Product Payoffs in Machine Learning

Uber’s cars are crashing, Microsoft’s bots abusing people on twitter and US judges sentencing people using biased algorithms. We’re using machine learning in important situations but machine learning doesn’t always work.

Machine learning doesn’t always work because it’s inherently probabilistic. That is, machine learning models rely on probabilistic assumptions because they’re trying to model things that are uncertain. Probabilistic assumptions don’t always hold, so the models don’t always work. We should keep this in mind when building machine learning products so that we meet the expectations of our customers, at best, and avoid the unchecked use of machine learning in high-stakes situations, at worst. We may elaborate on the latter topic in a future article.

Payoffs

One way to think about the value of a product is to model the shape of the payoff from using that product. These payoffs are usually in the shape of a curve — convex or concave.

Convex payoffs represent an increase in value as the product is used. That is, the more you use it the more likely you are to have a net positive gain (after incurring the initial cost of adopting the product).

Concave payoffs represent an decrease in value as the product is used. That is, the more you use it the less likely you are to have a net positive gain.

This seems a little abstract but is a remarkably useful demarcator when thinking about where to apply machine learning. This distinction is similar to that between products that earn revenue vs save costs. The difference is that this model focuses on the shape of the payoff, not just that there is a payoff. This brings into focus the magnitude of payoffs at certain times.

Another way to think of this is in terms of interaction frequency.

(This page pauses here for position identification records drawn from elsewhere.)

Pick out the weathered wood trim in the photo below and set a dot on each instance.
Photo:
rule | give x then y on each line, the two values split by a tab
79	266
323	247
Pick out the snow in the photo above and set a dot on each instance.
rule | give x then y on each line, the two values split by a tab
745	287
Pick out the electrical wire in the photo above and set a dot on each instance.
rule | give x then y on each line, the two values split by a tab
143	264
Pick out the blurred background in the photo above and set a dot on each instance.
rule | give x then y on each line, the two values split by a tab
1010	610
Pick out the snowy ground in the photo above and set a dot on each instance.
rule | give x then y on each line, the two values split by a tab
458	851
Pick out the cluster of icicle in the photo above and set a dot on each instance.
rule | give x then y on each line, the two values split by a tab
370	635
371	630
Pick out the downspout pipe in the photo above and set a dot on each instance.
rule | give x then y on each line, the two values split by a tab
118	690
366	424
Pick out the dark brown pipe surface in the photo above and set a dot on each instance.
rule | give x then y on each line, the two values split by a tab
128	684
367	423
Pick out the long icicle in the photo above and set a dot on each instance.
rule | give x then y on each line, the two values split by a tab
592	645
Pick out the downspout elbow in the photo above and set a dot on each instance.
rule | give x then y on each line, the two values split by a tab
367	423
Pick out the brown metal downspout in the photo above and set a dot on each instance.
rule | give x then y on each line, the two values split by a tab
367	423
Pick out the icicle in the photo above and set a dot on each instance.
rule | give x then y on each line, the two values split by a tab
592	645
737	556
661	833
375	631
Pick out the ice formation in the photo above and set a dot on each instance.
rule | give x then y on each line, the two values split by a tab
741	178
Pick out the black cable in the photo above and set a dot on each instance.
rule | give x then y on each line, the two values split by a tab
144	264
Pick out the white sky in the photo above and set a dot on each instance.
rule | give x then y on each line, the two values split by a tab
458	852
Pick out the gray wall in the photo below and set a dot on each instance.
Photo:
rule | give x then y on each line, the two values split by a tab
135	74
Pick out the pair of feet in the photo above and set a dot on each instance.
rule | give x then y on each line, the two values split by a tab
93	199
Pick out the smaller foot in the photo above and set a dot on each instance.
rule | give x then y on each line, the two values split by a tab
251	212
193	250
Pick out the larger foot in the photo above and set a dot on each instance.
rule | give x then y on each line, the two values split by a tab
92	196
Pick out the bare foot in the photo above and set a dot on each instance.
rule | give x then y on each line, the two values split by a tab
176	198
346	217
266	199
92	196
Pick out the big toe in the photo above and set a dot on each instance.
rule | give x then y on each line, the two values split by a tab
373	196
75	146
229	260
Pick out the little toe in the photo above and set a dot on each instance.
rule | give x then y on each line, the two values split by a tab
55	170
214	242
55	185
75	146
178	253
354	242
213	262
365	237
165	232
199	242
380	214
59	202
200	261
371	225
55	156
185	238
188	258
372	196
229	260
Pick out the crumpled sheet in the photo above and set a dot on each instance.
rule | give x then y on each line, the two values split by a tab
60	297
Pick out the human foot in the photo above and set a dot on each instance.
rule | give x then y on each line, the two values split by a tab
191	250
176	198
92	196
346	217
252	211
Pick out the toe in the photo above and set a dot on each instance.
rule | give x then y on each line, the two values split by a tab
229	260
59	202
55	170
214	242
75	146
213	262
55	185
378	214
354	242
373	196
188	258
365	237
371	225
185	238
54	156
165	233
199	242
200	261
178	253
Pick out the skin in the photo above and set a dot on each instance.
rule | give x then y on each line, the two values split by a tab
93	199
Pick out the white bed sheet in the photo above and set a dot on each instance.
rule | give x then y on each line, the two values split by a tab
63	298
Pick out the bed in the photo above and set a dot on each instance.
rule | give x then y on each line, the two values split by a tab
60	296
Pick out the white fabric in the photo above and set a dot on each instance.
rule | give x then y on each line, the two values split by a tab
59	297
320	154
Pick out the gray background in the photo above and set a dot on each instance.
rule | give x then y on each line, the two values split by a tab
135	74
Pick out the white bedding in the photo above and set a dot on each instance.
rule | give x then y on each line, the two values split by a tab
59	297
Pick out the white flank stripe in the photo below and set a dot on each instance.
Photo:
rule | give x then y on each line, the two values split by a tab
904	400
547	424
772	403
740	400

What is the average user experience of a product? If it’s a one-off interaction, for example with diagnosing a disease, then the denominator of the ‘average’ in ‘average user experience’ is 1 so the interaction has to be perfect. The problem is that machine learning is based on probabilities so machine learning systems are almost never 100% accurate.

Examples

Convex

Marketing: AI-based marketing products deliver leads that you didn’t have. Even if these leads go nowhere, there may be low cost and high upside from chasing them down. For example, Clearbit can identify ‘anonymous’ visitors to your website, produce enriched profiles to use as marketing leads and contact details for prospecting those leads.

Sales: AI-based sales products prioritize leads that you may have skipped over. You were going to contact a lead anyway, these tools just increase the chance that the lead you contact will close. For example, InsideSales fed over 100B data points into its Neuralytics engine and increases close rates for customers by 30%. It may not get it right all the time but, on average, you’re more likely to close a deal than not and, in every case, you’re not losing anything by using InsideSales.

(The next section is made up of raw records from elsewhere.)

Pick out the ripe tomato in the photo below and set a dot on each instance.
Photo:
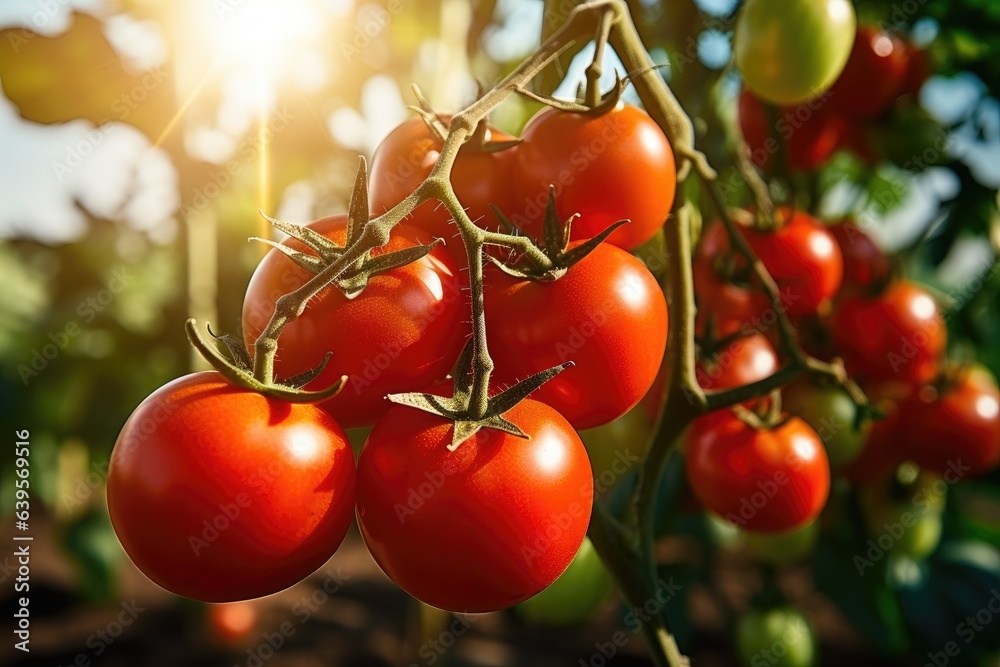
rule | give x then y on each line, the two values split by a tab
866	267
958	425
480	528
606	168
803	258
723	306
405	158
743	361
873	76
232	623
219	494
794	50
780	636
785	548
809	133
576	595
898	335
832	413
606	314
766	481
402	333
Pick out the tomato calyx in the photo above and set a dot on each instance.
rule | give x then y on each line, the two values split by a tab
556	246
457	407
238	369
354	280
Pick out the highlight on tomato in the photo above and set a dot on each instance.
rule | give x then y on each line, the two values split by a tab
219	494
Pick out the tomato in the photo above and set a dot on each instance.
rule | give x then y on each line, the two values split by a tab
723	306
905	521
786	548
404	159
808	133
866	267
804	260
898	335
483	527
792	50
576	595
402	333
833	414
606	168
873	76
780	636
770	480
743	361
606	314
218	493
958	425
232	623
617	447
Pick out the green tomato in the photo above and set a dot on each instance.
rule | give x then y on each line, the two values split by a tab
784	548
793	50
576	595
616	448
778	637
908	522
832	413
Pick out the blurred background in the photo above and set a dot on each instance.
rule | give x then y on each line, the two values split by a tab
138	139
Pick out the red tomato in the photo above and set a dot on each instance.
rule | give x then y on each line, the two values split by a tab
765	481
606	168
606	314
731	308
803	258
896	336
402	333
809	133
745	360
865	265
405	158
219	494
958	427
232	623
481	528
873	76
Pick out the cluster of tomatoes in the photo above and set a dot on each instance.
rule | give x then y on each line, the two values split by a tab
882	71
221	493
771	472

Agriculture: AI-based agriculture products can identify opportunities to increase yield by, for example identifying plant diseases and optimizing water use. Using these products will only mean that you grow more using less resources, thus grow more profitably. For example, Acuity Agriculture installs cheap sensors to monitor soil conditions including moisture, salinity, and temperature. Analyzing this data allows farmers to optimize irrigation schedules to save water, reduce runoff and improve plant health.

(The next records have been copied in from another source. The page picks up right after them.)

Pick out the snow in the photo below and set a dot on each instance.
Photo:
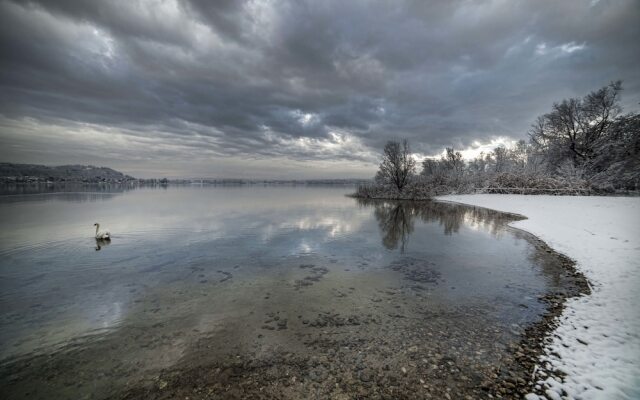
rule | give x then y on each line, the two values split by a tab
598	337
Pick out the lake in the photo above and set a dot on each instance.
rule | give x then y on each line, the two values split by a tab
262	291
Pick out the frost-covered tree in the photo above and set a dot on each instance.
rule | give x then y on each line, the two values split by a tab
574	126
398	165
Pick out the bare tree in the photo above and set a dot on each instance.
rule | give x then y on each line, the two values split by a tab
397	164
574	126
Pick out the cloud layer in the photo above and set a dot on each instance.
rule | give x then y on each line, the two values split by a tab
293	88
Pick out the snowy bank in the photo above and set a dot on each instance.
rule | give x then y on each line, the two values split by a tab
597	342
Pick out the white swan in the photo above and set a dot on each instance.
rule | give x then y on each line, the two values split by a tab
104	235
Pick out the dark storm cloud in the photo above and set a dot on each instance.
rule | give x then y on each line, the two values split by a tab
323	80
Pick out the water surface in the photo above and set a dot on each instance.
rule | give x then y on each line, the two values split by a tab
284	291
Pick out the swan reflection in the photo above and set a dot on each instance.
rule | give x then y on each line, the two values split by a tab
101	243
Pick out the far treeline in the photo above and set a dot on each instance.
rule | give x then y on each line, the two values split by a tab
582	146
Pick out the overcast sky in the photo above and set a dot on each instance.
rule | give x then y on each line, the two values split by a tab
294	89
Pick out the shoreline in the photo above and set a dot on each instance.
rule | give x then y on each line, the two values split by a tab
594	338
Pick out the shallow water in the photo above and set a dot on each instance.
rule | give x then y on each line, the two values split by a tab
338	295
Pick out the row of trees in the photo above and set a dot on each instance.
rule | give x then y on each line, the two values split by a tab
581	145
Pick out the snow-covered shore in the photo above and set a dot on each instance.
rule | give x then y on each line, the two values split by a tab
597	342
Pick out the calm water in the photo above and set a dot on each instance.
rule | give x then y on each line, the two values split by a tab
199	276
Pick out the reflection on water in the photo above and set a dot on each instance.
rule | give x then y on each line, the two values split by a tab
102	242
208	276
396	218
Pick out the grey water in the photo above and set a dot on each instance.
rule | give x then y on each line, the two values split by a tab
198	275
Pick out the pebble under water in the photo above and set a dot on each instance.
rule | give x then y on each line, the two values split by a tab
267	292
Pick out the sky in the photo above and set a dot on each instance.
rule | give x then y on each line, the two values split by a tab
294	89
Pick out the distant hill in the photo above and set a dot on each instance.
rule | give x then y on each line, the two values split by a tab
64	173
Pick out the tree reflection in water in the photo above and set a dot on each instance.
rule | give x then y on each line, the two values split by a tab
396	218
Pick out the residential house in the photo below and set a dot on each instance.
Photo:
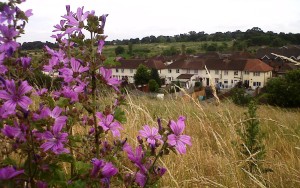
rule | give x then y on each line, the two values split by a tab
127	68
280	66
223	72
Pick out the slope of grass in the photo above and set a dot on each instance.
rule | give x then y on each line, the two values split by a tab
213	160
157	48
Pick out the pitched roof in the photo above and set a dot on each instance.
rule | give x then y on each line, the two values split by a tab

Inventory: AI-assisted inventory management can identify gaps in stock levels so that you can restock, and therefore sell more. These systems help you fill a hole that was already empty — it couldn’t have got worse! For example, Focal Systems runs computer vision algorithms over videos collected in grocery stores to identify out of stock items so that the staff can quickly restock, meaning customers can buy more.

Concave

Scheduling: AI-based personal assistants arguably save time. However, the ROI calculus is a little lopsided (convex) for customers. The gains from using such a product are dampened because people find it hard to objectively value their time. The losses, however, from using such a product are clearly costly to a customer. For example, if a scheduling bot schedules a bunch of meetings for you, it ‘did the job’. However, if that same bot double-books you and you miss a meeting with an important person then you blame it for the disastrous consequences of damaging your relationship with that person.

Customer service: AI-based customer service bots arguably get through support tickets at a fast pace. However, the ROI calculus is a little lopsided for customers. The gains from using such a product are dampened because the bot will answer a ticket in the most efficient way — there will be no surprise, delight and relationship-building with your customers. The losses, however, from using such a product are clearly costly to a customer because it will elevate the support ticket to a human, who will then have to make up for the frustrating, initial customer experience.

Conclusion

Founders, product managers and designers must carefully think through whether a system with probabilistic assumptions will deliver what their customers need, or if a deterministic system is a better choice. We’re certainly not saying that AI will only ever be useful in certain domains, just that the state of the art means it’s certainly useful in some — not all — domains today. This will all change when we have computers at the edge that are able to perceive and react to the real, uncertain world in realtime, just like us humans can today.